Kernel-based online prediction algorithms for indoor localization in Internet of Things

Abstract

Precise indoor position estimations of the targets play an increasingly important role in the enhancement of IoT-oriented applications. As an effective indoor localization technology, the fingerprint method has been extensively studied due to the widespread establishment of the wireless communication infrastructure. However, the fingerprint mismatch, which always leads to degradation of the positioning accuracy, commonly arises due to the diversity of the indoor environment and the existence of the abrupt noise in real-world applications. In this paper, a kernel adaptive filtering (KAF) assisted indoor position sensing framework based on the reproducing kernel Hilbert space (RKHS) model is exhibited, which is different from the conventional fingerprint-based positioning methods in two senses: first, in order to model a real-world environment, the linearity assumption in the traditional positioning approaches is replaced by the nonlinear counterpart; and second, a reproducing kernel function is employed to combat the impulsive noise and thus guaranteeing the robust positioning accuracy.

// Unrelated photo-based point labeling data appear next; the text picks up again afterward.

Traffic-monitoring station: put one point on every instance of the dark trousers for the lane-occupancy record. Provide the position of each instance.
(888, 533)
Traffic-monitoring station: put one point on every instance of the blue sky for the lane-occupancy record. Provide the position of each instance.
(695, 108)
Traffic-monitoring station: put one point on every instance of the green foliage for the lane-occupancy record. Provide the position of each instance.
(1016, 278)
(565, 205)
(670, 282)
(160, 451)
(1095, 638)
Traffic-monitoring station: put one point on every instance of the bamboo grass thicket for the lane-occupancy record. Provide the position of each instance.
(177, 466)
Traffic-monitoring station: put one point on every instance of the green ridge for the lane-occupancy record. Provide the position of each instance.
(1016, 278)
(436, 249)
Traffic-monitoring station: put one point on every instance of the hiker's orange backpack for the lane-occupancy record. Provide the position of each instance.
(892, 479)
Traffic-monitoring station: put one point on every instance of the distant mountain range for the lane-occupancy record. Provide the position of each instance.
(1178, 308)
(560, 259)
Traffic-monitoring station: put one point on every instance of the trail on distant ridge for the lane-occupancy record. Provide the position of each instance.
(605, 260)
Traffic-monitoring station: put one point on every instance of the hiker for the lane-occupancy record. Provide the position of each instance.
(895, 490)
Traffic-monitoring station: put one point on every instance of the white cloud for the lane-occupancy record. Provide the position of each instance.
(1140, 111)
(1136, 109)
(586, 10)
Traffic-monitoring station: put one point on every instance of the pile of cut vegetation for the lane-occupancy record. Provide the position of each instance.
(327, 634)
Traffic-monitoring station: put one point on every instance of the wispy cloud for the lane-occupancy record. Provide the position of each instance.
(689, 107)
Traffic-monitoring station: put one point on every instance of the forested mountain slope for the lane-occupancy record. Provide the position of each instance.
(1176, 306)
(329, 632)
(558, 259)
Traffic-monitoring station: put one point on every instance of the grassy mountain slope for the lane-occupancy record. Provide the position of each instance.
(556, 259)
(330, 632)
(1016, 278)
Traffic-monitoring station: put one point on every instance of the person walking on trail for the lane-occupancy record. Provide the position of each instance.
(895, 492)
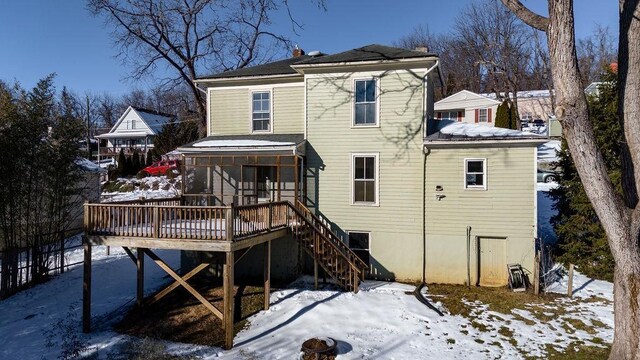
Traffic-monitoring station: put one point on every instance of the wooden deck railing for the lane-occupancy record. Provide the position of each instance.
(330, 235)
(177, 201)
(156, 221)
(228, 223)
(183, 222)
(253, 219)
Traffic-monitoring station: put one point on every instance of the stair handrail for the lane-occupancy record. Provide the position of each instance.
(329, 241)
(336, 240)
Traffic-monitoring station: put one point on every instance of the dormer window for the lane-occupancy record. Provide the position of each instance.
(366, 103)
(261, 111)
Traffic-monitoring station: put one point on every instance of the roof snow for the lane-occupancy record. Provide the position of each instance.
(521, 94)
(153, 119)
(241, 143)
(88, 165)
(450, 130)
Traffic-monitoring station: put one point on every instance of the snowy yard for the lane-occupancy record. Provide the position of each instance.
(381, 321)
(150, 187)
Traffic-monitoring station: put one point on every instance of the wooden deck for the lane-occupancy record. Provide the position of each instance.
(165, 224)
(205, 228)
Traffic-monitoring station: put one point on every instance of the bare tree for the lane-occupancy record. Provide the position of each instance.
(192, 36)
(595, 52)
(619, 215)
(459, 66)
(500, 42)
(108, 111)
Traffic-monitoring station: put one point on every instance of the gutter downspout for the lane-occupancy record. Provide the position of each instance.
(425, 152)
(418, 291)
(468, 256)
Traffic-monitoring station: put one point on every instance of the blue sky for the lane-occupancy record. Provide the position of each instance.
(38, 37)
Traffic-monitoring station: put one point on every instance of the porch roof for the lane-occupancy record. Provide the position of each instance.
(123, 135)
(272, 144)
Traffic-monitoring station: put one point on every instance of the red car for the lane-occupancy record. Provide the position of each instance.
(162, 167)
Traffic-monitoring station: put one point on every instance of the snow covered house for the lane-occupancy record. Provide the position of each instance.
(532, 104)
(343, 135)
(467, 106)
(134, 130)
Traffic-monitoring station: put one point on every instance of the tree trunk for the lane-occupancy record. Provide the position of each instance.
(626, 289)
(626, 250)
(620, 217)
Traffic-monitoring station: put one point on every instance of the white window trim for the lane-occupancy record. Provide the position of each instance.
(271, 122)
(484, 172)
(353, 103)
(352, 201)
(480, 115)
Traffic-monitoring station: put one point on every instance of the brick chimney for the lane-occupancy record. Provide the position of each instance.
(297, 52)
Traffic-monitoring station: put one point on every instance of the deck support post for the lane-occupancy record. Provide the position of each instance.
(267, 273)
(315, 272)
(86, 287)
(227, 318)
(140, 278)
(296, 189)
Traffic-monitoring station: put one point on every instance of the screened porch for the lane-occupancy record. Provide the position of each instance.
(224, 170)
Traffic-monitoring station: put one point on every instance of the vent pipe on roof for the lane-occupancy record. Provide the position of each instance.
(297, 52)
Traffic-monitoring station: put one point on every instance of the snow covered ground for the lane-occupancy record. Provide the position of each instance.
(27, 317)
(151, 187)
(381, 321)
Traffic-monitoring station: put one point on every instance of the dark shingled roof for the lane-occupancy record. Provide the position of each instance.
(281, 67)
(293, 138)
(372, 52)
(367, 53)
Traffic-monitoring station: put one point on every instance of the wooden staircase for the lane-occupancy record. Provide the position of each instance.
(327, 249)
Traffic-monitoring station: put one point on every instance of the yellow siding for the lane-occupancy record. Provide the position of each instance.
(230, 110)
(396, 224)
(505, 210)
(288, 110)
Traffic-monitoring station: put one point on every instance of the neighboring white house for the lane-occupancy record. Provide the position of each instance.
(135, 130)
(532, 104)
(467, 106)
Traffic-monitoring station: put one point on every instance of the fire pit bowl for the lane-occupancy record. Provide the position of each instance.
(319, 348)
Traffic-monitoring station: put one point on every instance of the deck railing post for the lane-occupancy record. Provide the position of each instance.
(156, 222)
(86, 218)
(270, 215)
(229, 218)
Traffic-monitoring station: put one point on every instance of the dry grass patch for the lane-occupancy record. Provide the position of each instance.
(578, 351)
(501, 299)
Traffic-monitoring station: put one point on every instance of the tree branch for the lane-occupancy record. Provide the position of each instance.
(529, 17)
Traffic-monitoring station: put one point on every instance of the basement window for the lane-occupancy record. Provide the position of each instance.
(475, 174)
(359, 244)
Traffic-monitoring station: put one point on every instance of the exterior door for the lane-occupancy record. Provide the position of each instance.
(265, 183)
(492, 261)
(259, 184)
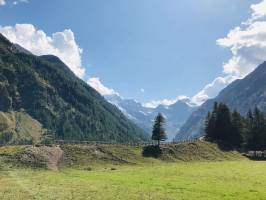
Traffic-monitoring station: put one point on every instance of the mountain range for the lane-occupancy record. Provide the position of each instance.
(40, 96)
(242, 95)
(175, 114)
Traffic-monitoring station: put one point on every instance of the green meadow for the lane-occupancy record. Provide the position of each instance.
(185, 171)
(192, 180)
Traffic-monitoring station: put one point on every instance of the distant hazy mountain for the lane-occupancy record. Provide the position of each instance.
(242, 95)
(42, 92)
(175, 114)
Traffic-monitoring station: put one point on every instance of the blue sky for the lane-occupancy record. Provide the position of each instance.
(144, 49)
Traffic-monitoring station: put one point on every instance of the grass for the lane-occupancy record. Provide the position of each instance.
(194, 180)
(185, 171)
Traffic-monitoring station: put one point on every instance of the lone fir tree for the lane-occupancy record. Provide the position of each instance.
(158, 132)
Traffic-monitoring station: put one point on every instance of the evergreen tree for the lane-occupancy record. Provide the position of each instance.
(237, 129)
(158, 132)
(257, 131)
(210, 124)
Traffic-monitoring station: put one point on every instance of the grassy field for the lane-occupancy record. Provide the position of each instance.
(185, 172)
(196, 180)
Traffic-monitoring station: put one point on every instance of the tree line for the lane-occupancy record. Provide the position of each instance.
(234, 130)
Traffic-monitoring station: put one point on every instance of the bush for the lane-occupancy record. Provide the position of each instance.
(152, 151)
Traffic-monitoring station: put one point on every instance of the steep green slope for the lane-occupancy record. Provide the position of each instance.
(49, 92)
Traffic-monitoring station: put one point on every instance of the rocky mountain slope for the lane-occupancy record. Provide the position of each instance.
(242, 95)
(175, 114)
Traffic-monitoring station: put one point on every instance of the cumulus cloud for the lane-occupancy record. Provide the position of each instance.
(2, 2)
(211, 89)
(247, 44)
(20, 1)
(96, 83)
(166, 102)
(61, 44)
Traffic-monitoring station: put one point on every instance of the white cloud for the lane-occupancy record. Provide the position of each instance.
(61, 44)
(247, 44)
(258, 11)
(212, 89)
(20, 1)
(96, 83)
(2, 2)
(166, 102)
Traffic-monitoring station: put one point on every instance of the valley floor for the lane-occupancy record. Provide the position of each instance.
(201, 180)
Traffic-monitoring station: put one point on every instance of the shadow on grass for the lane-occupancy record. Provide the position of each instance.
(151, 151)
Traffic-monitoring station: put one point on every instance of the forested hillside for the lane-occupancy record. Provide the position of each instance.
(65, 106)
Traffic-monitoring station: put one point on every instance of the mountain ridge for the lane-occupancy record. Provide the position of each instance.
(242, 95)
(175, 114)
(46, 89)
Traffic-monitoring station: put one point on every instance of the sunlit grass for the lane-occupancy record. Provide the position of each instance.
(193, 180)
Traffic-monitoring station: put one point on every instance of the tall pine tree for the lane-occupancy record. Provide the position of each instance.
(158, 132)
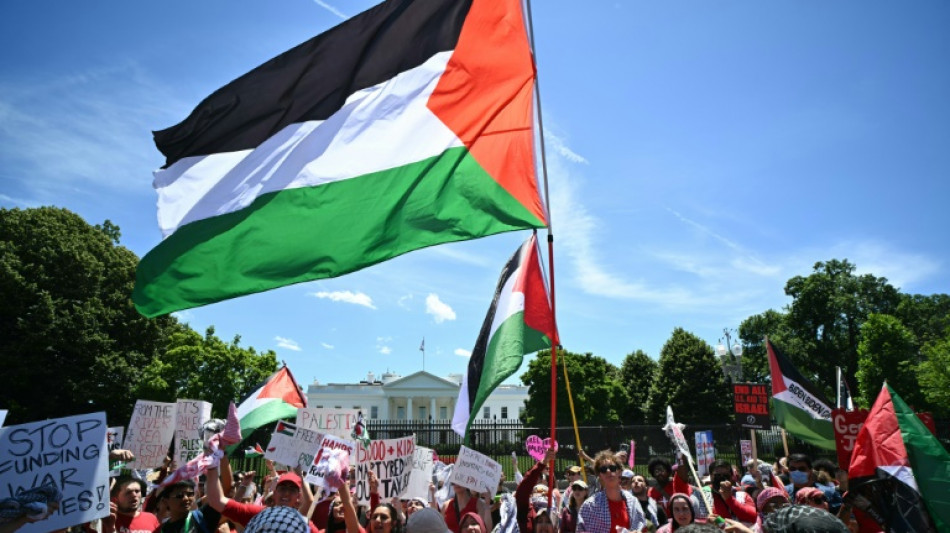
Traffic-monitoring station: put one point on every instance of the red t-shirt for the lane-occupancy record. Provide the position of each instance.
(619, 517)
(142, 523)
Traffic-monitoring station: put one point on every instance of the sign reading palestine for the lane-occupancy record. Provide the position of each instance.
(752, 405)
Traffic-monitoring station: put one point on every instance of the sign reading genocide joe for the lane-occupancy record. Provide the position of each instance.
(752, 405)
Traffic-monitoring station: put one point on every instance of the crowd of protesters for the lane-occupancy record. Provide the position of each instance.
(759, 498)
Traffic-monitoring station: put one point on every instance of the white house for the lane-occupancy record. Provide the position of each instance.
(417, 396)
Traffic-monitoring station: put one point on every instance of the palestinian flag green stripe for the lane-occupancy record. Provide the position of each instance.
(299, 235)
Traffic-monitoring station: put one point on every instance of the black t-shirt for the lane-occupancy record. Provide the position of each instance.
(207, 524)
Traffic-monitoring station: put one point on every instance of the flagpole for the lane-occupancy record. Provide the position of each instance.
(547, 196)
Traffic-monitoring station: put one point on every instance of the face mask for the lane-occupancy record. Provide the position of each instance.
(798, 478)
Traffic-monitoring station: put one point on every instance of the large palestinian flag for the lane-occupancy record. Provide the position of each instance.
(407, 126)
(900, 473)
(798, 406)
(519, 321)
(278, 397)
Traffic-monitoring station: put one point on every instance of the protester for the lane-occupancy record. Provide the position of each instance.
(613, 507)
(125, 514)
(568, 521)
(681, 513)
(653, 512)
(802, 476)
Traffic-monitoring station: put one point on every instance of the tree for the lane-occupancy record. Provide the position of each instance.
(71, 341)
(690, 380)
(637, 374)
(887, 351)
(934, 374)
(599, 397)
(827, 310)
(205, 368)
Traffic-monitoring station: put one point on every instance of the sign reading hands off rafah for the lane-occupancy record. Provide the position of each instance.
(69, 453)
(476, 471)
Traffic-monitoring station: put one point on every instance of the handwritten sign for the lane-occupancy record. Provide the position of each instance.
(390, 460)
(189, 417)
(537, 447)
(476, 471)
(67, 452)
(338, 422)
(316, 472)
(751, 401)
(422, 467)
(150, 432)
(293, 446)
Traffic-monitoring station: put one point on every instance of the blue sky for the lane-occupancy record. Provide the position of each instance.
(700, 154)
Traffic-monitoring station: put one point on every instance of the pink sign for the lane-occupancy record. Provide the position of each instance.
(537, 447)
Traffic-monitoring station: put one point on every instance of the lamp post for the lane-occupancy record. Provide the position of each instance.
(730, 356)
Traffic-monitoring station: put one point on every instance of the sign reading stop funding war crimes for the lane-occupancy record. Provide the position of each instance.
(752, 405)
(292, 446)
(190, 415)
(390, 460)
(66, 452)
(705, 452)
(423, 465)
(476, 471)
(316, 472)
(338, 422)
(151, 430)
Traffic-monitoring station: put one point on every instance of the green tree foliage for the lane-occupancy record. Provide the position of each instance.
(205, 368)
(934, 374)
(827, 310)
(70, 340)
(637, 374)
(887, 351)
(599, 397)
(689, 379)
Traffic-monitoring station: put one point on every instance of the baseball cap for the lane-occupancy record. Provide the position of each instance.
(291, 477)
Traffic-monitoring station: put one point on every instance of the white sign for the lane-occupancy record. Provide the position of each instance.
(338, 422)
(67, 452)
(150, 432)
(421, 475)
(476, 471)
(190, 415)
(292, 446)
(390, 460)
(316, 473)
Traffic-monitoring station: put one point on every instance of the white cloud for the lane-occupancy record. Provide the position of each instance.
(356, 298)
(439, 310)
(290, 344)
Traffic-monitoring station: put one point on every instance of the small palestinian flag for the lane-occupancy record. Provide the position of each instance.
(407, 126)
(360, 432)
(255, 451)
(900, 473)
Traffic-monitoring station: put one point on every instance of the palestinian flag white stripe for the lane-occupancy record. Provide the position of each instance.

Meanwhile, a generalized path-loss model is proposed to further enhance the accuracy performance of the KAF-based algorithms. The accuracy performance comparison between the proposed algorithms and widely-used machine learning methods such as KNN, naive Bayesian and the concept of transfer learning are carried out for different access points and different measurement areas. Experimental results exhibit that the proposed KAF framework-based algorithms can increase the positioning accuracy at least by 7% compared with the conventional fingerprint algorithms in representative indoor scenarios.